This project aims to predict stock prices by creating a hybrid model that combines numerical analysis of historical stock data and sentiment analysis of news headlines. The project involves several steps, including data collection, preprocessing, feature engineering, and model building.
- Stock Data: Download historical stock data from Yahoo Finance using the
yfinance
library. - News Headlines: Collect news headlines related to the stock from a suitable source. Note: The dataset for news headlines can be downloaded from this link: Headlines Dataset.
- Stock Data: Clean the stock data, handle missing values, and format the data into a DataFrame.
- News Headlines:
- Tokenization: Tokenize the headlines to break them into individual words.
- Sentiment Analysis: Perform sentiment analysis on the headlines to quantify sentiment.
- Preprocessing: Apply necessary preprocessing steps, such as removing stop words and special characters.
- Stock Data: Calculate technical indicators such as Simple Moving Average (SMA), Exponential Moving Average (EMA), and Relative Strength Index (RSI).
- Combined Data: Merge the preprocessed news headlines with the stock data based on the common date.

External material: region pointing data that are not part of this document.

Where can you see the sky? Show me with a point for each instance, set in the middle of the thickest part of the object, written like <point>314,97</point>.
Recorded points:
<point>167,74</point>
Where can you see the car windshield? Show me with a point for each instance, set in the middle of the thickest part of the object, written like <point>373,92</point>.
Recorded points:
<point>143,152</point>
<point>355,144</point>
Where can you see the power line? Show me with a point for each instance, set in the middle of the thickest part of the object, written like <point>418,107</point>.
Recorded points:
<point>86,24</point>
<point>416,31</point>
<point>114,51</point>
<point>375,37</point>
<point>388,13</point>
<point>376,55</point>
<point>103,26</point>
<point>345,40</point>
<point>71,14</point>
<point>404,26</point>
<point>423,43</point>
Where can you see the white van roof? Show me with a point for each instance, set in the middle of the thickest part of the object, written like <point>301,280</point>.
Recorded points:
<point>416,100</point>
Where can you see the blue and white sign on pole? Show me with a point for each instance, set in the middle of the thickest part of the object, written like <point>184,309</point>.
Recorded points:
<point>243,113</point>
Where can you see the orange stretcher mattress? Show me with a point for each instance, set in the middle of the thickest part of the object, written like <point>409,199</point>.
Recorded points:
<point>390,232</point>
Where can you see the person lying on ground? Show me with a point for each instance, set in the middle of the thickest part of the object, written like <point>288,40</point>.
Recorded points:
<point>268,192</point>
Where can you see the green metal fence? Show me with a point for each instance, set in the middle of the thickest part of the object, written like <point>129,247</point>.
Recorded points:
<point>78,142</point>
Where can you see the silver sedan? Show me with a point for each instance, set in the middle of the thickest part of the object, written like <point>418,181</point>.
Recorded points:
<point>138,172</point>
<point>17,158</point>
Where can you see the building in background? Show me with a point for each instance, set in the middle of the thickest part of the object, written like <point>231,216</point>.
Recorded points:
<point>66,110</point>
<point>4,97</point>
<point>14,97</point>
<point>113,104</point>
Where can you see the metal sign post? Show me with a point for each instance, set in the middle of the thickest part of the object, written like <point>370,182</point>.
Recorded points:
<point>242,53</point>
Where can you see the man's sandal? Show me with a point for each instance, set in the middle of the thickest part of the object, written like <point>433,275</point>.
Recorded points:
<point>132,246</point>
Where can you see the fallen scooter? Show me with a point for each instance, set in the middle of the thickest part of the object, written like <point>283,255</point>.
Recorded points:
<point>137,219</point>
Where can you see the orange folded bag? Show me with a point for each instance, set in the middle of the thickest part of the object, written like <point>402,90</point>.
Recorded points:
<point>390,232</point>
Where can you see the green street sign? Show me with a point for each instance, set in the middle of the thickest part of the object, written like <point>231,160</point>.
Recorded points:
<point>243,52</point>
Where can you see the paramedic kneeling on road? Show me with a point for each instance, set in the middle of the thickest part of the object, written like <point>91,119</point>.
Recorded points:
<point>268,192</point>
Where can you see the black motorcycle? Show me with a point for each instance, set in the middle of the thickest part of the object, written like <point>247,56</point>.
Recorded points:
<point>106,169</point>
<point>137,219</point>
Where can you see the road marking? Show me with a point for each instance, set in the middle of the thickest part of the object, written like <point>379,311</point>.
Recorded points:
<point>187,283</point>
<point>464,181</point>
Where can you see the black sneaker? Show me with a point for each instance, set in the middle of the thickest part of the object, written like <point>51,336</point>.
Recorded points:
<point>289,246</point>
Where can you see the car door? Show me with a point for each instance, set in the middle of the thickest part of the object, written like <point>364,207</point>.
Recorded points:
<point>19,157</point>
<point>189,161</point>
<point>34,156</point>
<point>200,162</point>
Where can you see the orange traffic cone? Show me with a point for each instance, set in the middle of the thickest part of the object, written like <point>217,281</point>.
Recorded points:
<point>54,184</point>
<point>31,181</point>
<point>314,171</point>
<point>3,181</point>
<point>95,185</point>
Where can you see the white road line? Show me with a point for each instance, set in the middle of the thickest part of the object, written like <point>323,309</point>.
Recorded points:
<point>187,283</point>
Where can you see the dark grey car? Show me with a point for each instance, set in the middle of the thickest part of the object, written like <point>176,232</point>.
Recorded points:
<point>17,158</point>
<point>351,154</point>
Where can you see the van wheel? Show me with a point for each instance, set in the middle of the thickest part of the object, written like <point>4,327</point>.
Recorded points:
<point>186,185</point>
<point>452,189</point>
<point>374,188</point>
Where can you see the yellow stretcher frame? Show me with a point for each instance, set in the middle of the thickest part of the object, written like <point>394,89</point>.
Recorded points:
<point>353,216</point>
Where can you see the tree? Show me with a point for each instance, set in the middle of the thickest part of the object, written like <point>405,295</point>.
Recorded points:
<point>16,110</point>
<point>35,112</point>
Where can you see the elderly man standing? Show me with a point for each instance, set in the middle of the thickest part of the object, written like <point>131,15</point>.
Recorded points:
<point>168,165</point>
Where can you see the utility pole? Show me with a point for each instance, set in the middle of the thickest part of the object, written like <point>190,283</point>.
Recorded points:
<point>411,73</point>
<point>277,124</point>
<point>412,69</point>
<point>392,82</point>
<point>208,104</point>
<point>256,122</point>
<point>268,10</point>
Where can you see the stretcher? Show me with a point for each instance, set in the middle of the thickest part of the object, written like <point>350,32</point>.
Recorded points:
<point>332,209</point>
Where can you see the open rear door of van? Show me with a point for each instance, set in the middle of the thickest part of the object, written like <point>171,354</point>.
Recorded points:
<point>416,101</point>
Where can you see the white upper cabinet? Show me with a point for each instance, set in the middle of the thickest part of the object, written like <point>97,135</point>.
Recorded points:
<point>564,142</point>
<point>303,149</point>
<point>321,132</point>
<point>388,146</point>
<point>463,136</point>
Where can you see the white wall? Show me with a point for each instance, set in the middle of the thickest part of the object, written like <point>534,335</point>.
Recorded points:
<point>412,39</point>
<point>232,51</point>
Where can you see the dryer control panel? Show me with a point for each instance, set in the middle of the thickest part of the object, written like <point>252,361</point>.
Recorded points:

- Exploratory Data Analysis (EDA): Explore the merged data to understand the relationships between different features.
- Correlation Analysis: Examine the correlation between numerical features and the target variable ('Close').
- Hybrid Model: Use a machine learning algorithm, such as Random Forest, to build a hybrid model that incorporates both numerical features from stock data and sentiment features from news headlines.
- Metrics: Evaluate the model using metrics like Mean Squared Error (MSE), R-squared (R2), and other relevant performance metrics.
- Visualization: Create visualizations, such as plots of stock prices, technical indicators, and model predictions.
- Parameter Tuning: Fine-tune the model parameters to improve performance.
- Save DataFrame: Save the merged DataFrame, which contains both stock data and preprocessed headlines, as a new CSV file for future use.
This project demonstrates the application of a hybrid model for stock price prediction, combining numerical analysis and sentiment analysis. It provides insights into the relationship between news sentiment and stock performance.
Feel free to customize and expand upon each section based on the specifics of your project.